A Unicef study of the Americas showed 27% of young people reported symptoms of anxiety and 15% reported symptoms of depression, while a third of them identified the economic situation as the main trigger of these states.
Lorena Cudris-Torres, a full Professor at the Universidad de la Costa in Barranquilla, Colombia is helping to develop a border-spanning project called “Yo Puedo Sentirme Bien (I Can Feel Good)” which, she explains, is a web-based method for the detection and treatment of common anxious and depressive symptoms, trialed with undergraduates at seven universities in Colombia and Mexico, aged 18 years or older, who had clinically significant anxiety and/or depression.
Cudris-Torres is a coauthor of a recent paper in the international journal JAMA Psychiatry which found that self-guided internet-delivered cognitive behavioral therapy (i-CBT) is sometimes equally or more effective for depression (but not anxiety) than similar treatments involving the guidance of mental health professionals.
“In the two years of the project’s implementation, 3002 students have participated, finding a satisfaction rate of 92% in the Guided i-CBT treatment and 89% in the Self-managed i-CBT treatment,” Cudris-Torres says, adding that these results show it is possible to find a way to tailor treatment to a student’s profile.
“There is no one size fits all,” she says, “While online psychological interventions do not replace psychologists, they allow to broaden and extend the impact of psychological knowledge for the well-being of the population.”
Cudris-Torres explains that the project was a transnational effort led by the Instituto Nacional de Psiquiatría Ramón de la Fuente Muñiz of Mexico in collaboration with Harvard University and universities in Mexico and Colombia, financed by the National Institute of Mental Health, USA.
Inspired By Her Father
Cudris-Torres was born in the municipality of Chimichagua, Cesar in rural northern Colombia.
“During my education in elementary school and then in high school, the development of the subject of social sciences, allowed me to know the social realities in different contexts, and that gave me the interest to study human behavior,” she says, “In addition to my teachers who inspired me so much, seeing my father every day going to work at the Hospital, decanted my vocation of service for the health sector.”
Cudris-Torres would later study psychology at Colombia’s Universidad Antonio Nariño, specialized in Public Management at the Universidad de Santander and completed a PhD in Educational Sciences at the Universidad Cuauhtemoc de Mexico.

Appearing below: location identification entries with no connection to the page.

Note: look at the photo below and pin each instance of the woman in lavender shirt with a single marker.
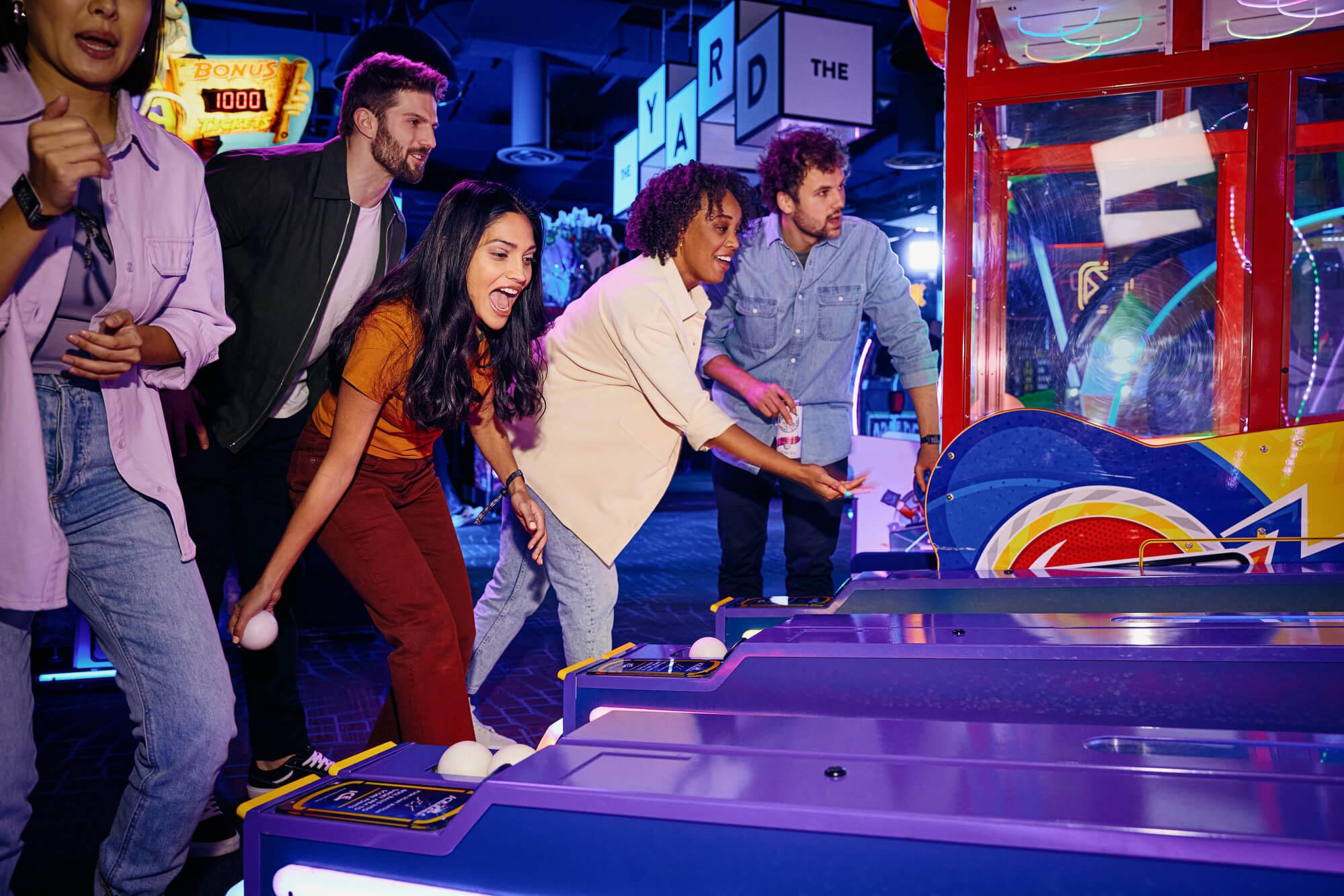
(110, 289)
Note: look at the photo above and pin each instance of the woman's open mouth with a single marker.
(502, 300)
(97, 44)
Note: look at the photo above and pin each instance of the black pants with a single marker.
(237, 511)
(811, 528)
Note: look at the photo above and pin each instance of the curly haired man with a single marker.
(783, 337)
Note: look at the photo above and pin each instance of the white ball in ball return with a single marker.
(260, 632)
(709, 649)
(510, 757)
(465, 760)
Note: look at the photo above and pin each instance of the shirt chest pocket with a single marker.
(758, 323)
(838, 312)
(169, 258)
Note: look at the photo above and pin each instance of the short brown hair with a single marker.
(785, 161)
(375, 82)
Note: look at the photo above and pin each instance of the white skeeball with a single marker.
(465, 760)
(551, 735)
(260, 632)
(510, 757)
(709, 649)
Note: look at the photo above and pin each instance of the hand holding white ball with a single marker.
(260, 632)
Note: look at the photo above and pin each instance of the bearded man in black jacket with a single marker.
(305, 230)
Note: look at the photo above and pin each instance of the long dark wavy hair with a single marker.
(433, 278)
(134, 81)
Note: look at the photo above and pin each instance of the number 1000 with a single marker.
(243, 99)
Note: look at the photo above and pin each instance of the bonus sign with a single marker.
(260, 99)
(235, 95)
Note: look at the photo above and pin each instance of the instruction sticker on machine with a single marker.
(374, 803)
(814, 602)
(659, 668)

Cudris-Torres says that scientists from the global south have a privileged perspective of analysis of social problems different from that of scientists from other regions of the world, because they are part of the context, they understand the beliefs, worldviews, and ways of seeing life that impact the behavior and attitudes that live in the Global South.
“I bring a full knowledge of the particular social and cultural realities of Latin America, associated with the knowledge and use of modern information and communication technologies to solve social problems in a region where there are precisely great deficiencies in terms of access and use of technologies,” she says.
Online Mental Health Interventions
In other parts of the Global South, researchers are looking at other online mental health interventions.
Indonesian researcher Sandersan (Sandy) Onie is not only looking at how Google Adwords can be used to help those in need of mental health support, he is also on a mission, driven by family history, to raise awareness of the importance of mental health and scientific research in Indonesia.
Recently, Onie was also part of a team that lobbied for the successful inclusion of suicide prevention in Indonesia’s health law in 2023, making it the first Lower-Middle Income Country to do so.
Onie, a researcher at the Black Dog Institute at the University of New South Wales in Sydney, Australia says his passion for mental health research and eventually open science did not come out of an inherent curiosity,
“I developed depression in junior high school and at the time, I had never even heard of depression,” he says.
After recovering with support from a group of friends in his church community, Onie dedicated his life to improving the lives and mental health of others as they had helped him.